The Random Forest model also showed promising results, indicating that ensemble methods can
effectively handle the variability in hand gestures. Random Forests combine the predictions of multiple
decision trees, reducing the risk of overfitting and improving generalization.
Overall, the findings highlight the potential of machine learning for sign language recognition and set the
stage for future work involving larger datasets and more complex models.
(ix) Conclusion
The project successfully developed a machine learning model capable of accurately detecting three sign
language letters. This work represents a step towards creating more comprehensive sign language
recognition systems. Future work will involve expanding the dataset to include more letters and signs,
improving model accuracy, and integrating the system into real-time applications.
The success of this project demonstrates the feasibility of using machine learning for sign language
detection. The high accuracy achieved with a relatively small dataset suggests that with more data and
further refinement, the model can be extended to recognize a wider range of signs. This would
significantly enhance its practical applications, making it a valuable tool for communication and
education.
Future work will focus on several key areas. Expanding the dataset to include more letters and signs will
improve the model's versatility. Enhancing the preprocessing and feature extraction techniques will
further boost accuracy. Additionally, integrating the system into real-time applications, such as mobile
apps or web-based tools, will make it more accessible to users.
(x) Acknowledgements
We would like to thank the community of sign language users who participated in the data collection
process. Their contributions were invaluable in creating a diverse and representative dataset.
Additionally, appreciation is extended to the developers and contributors of the scikit-learn library for
providing the tools necessary for this research. Their work in developing and maintaining this
open-source library has made advanced machine learning techniques accessible to researchers and
practitioners worldwide.
(xi) Citation and Reference
- Pedregosa, F., Varoquaux, G., Gramfort, A., Michel, V., Thirion, B., Grisel, O., ... & Duchesnay, É. (2011).
Scikit-learn: Machine Learning in Python. Journal of Machine Learning Research, 12, 2825-2830.
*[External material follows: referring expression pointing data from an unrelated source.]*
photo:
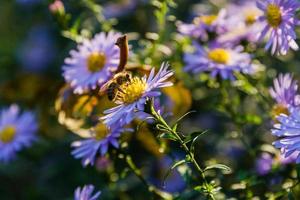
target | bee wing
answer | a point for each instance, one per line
(104, 87)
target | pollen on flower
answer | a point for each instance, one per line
(219, 55)
(206, 19)
(131, 91)
(7, 134)
(273, 15)
(101, 131)
(279, 109)
(96, 61)
(250, 18)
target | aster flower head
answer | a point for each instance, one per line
(93, 63)
(284, 92)
(17, 130)
(97, 144)
(132, 96)
(263, 164)
(86, 193)
(219, 61)
(242, 23)
(203, 25)
(279, 24)
(288, 131)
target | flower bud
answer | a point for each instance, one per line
(57, 7)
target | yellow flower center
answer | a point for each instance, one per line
(96, 61)
(101, 131)
(205, 19)
(273, 15)
(250, 18)
(219, 55)
(279, 109)
(130, 91)
(7, 134)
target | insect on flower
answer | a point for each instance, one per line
(121, 76)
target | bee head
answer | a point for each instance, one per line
(121, 40)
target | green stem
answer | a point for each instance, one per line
(160, 120)
(150, 187)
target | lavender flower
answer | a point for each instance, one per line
(284, 93)
(133, 95)
(204, 24)
(98, 143)
(219, 61)
(242, 23)
(86, 193)
(16, 132)
(279, 23)
(263, 164)
(288, 131)
(93, 63)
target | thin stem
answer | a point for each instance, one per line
(183, 144)
(151, 188)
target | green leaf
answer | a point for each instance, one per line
(219, 166)
(291, 196)
(192, 135)
(175, 128)
(168, 136)
(183, 116)
(194, 142)
(176, 164)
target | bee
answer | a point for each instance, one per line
(112, 86)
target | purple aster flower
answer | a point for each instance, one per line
(98, 142)
(263, 164)
(16, 132)
(288, 131)
(279, 24)
(219, 61)
(93, 63)
(132, 96)
(242, 23)
(204, 24)
(284, 92)
(86, 193)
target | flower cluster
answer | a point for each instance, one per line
(219, 61)
(133, 95)
(17, 130)
(286, 111)
(93, 63)
(86, 193)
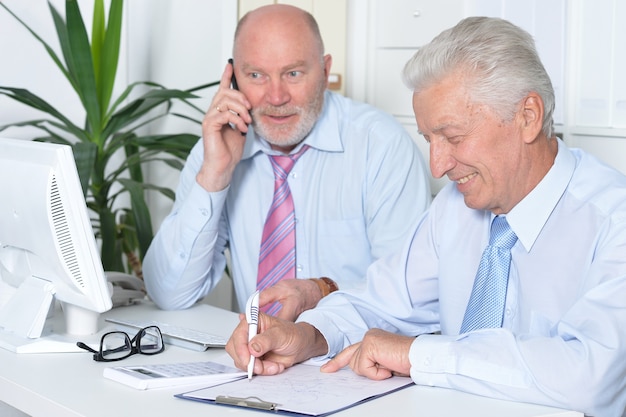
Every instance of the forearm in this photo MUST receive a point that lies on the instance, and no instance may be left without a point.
(185, 259)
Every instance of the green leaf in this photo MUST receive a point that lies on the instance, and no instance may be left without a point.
(97, 39)
(34, 101)
(107, 68)
(77, 44)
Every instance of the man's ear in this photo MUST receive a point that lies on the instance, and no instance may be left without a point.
(328, 61)
(531, 115)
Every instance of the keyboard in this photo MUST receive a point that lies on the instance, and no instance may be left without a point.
(177, 335)
(173, 374)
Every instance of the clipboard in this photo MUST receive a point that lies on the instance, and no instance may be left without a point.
(301, 390)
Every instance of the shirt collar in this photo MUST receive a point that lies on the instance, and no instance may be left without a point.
(325, 135)
(529, 216)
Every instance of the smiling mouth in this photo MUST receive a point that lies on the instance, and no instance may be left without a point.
(465, 178)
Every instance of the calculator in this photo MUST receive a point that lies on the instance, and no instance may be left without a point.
(173, 374)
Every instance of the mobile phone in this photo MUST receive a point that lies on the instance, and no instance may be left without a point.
(233, 80)
(234, 86)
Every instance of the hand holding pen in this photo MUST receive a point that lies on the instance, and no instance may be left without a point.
(252, 317)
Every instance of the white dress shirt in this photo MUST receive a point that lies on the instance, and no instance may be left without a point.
(563, 341)
(357, 191)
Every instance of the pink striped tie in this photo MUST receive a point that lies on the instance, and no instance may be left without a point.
(277, 258)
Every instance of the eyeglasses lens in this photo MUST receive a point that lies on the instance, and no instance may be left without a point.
(115, 345)
(150, 340)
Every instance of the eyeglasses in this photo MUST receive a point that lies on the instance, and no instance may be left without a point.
(115, 346)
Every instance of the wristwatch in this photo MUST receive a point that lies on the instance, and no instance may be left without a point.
(326, 285)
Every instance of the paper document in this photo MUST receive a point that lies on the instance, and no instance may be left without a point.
(301, 389)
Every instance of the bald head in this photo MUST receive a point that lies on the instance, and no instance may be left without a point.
(279, 21)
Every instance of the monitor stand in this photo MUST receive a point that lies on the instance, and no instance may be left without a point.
(26, 325)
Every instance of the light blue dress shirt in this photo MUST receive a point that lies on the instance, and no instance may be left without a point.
(563, 342)
(357, 191)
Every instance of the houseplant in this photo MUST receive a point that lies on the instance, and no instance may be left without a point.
(111, 128)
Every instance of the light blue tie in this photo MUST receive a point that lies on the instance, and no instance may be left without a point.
(486, 304)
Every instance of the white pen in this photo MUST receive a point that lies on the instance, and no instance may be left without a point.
(252, 317)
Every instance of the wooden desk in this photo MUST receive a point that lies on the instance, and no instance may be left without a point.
(71, 384)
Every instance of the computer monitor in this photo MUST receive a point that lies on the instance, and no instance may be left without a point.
(48, 251)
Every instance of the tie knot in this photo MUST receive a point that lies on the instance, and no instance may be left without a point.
(283, 164)
(501, 234)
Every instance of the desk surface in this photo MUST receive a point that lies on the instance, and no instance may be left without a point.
(71, 384)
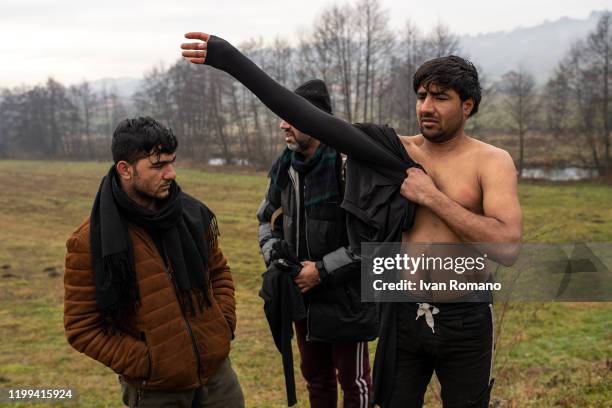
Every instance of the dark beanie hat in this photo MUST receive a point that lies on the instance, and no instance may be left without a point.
(315, 91)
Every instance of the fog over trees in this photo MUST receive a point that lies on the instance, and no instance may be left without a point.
(368, 66)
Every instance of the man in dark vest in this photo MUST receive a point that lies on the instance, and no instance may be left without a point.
(301, 219)
(148, 291)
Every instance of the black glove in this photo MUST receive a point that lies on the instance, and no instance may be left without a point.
(280, 250)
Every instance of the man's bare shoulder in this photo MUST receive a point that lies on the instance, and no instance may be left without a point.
(488, 152)
(412, 141)
(492, 160)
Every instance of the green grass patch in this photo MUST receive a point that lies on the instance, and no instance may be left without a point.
(549, 354)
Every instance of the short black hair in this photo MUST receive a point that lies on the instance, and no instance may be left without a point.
(141, 137)
(451, 72)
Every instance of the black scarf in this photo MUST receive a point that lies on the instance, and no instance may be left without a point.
(324, 166)
(182, 235)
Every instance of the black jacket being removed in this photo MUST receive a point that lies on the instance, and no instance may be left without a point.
(283, 305)
(376, 169)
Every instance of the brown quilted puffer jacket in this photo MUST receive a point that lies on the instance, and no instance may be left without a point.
(166, 348)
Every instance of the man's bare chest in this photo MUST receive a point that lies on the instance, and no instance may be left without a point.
(457, 177)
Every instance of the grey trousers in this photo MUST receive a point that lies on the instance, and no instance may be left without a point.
(222, 390)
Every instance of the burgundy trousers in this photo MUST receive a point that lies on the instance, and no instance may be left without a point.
(324, 364)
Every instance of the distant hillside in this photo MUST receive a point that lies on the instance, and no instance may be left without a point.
(124, 86)
(538, 48)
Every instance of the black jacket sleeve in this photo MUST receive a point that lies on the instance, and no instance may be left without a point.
(296, 110)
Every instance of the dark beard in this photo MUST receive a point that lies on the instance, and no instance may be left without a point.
(442, 136)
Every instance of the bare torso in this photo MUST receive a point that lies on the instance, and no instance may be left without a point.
(456, 173)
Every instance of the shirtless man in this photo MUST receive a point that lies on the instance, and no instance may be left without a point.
(467, 194)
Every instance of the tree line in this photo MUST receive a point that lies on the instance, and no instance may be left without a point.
(368, 67)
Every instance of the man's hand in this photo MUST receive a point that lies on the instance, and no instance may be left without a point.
(196, 51)
(308, 277)
(418, 187)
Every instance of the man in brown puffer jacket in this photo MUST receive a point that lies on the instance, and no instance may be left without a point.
(148, 291)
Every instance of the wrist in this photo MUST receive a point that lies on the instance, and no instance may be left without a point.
(323, 274)
(433, 199)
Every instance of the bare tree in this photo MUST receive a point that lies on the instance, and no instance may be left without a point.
(518, 87)
(600, 51)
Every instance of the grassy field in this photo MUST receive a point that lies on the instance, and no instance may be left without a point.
(549, 354)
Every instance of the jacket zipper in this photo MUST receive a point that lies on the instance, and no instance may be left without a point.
(189, 330)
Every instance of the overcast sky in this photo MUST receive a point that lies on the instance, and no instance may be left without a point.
(75, 40)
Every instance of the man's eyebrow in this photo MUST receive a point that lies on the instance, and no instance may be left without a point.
(161, 162)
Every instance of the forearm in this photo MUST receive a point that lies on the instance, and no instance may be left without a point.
(294, 109)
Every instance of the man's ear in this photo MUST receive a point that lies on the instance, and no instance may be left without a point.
(468, 105)
(124, 169)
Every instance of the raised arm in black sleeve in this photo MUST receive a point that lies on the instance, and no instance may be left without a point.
(291, 107)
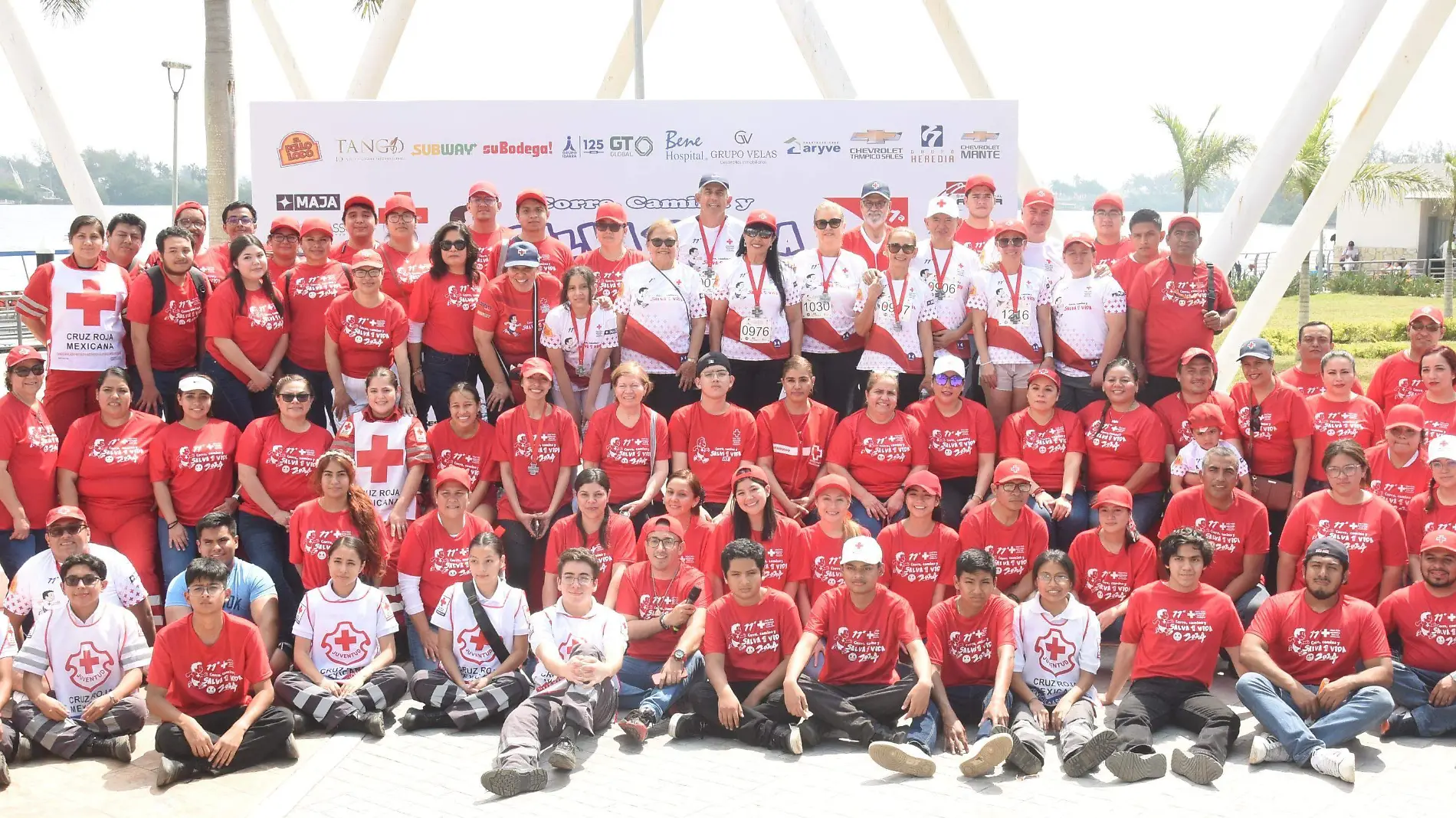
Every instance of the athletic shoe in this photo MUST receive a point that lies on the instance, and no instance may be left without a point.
(1267, 748)
(507, 782)
(1334, 761)
(986, 754)
(1197, 767)
(902, 759)
(1136, 766)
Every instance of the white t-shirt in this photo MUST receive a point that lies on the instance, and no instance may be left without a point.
(1051, 651)
(663, 303)
(948, 294)
(818, 303)
(734, 283)
(602, 629)
(344, 630)
(37, 585)
(472, 649)
(1079, 309)
(85, 658)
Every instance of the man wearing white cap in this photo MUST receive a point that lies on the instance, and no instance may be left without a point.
(861, 690)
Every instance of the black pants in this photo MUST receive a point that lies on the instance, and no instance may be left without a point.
(755, 727)
(1153, 703)
(261, 741)
(836, 379)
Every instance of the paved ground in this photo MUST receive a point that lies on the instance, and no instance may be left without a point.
(437, 774)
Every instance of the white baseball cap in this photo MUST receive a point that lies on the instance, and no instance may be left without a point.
(861, 549)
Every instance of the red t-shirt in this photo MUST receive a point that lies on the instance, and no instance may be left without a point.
(644, 597)
(1426, 625)
(513, 316)
(625, 453)
(1310, 645)
(1397, 380)
(917, 565)
(1172, 297)
(477, 454)
(1119, 443)
(172, 332)
(1176, 417)
(880, 456)
(448, 310)
(1284, 420)
(1179, 633)
(1014, 548)
(284, 460)
(1104, 578)
(548, 446)
(967, 648)
(29, 447)
(1043, 447)
(797, 444)
(367, 336)
(1357, 420)
(618, 549)
(715, 444)
(1394, 482)
(959, 441)
(1372, 532)
(437, 558)
(197, 465)
(111, 463)
(1241, 530)
(609, 273)
(257, 331)
(753, 640)
(205, 679)
(861, 646)
(310, 292)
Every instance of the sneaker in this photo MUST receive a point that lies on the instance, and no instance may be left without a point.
(1136, 766)
(1197, 767)
(1087, 757)
(507, 782)
(1267, 748)
(986, 754)
(902, 759)
(1334, 761)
- American Sign Language University. (n.d.). ASL Manual Alphabet. Retrieved from
https://www.lifeprint.com/asl101/pages-layout/manualalphabet.htm
(xii) Interpretations
The high accuracy achieved suggests that machine learning is a viable approach for sign language
recognition, even with a limited dataset. The success of this project indicates that machine learning
models can effectively learn and generalize from visual patterns in sign language gestures, making them
suitable for practical applications.
(xiii) Implications
This system can significantly aid communication for individuals who use sign language, potentially being
integrated into various applications and devices. By providing an automated translation tool, this
technology can enhance interactions in educational settings, workplaces, and social environments,
promoting inclusivity and understanding.
(xiv) Limitations
The study is limited to three letters, and the dataset size is relatively small. Expanding the dataset and
the number of recognized signs is necessary for broader application. Additionally, the model's
performance may be affected by variations in lighting, background, and individual differences in hand
shapes and sizes. Addressing these limitations will be essential for developing a more robust and
generalizable system.
(xv) Recommendations
Future research should focus on increasing the dataset, including more sign language letters and words,
and optimizing the model for real-time detection in practical applications. This includes exploring more
advanced machine learning techniques, such as deep learning, which may offer improved accuracy and
robustness. Additionally, developing user-friendly interfaces and integrating the system into accessible
devices will enhance its usability and impact.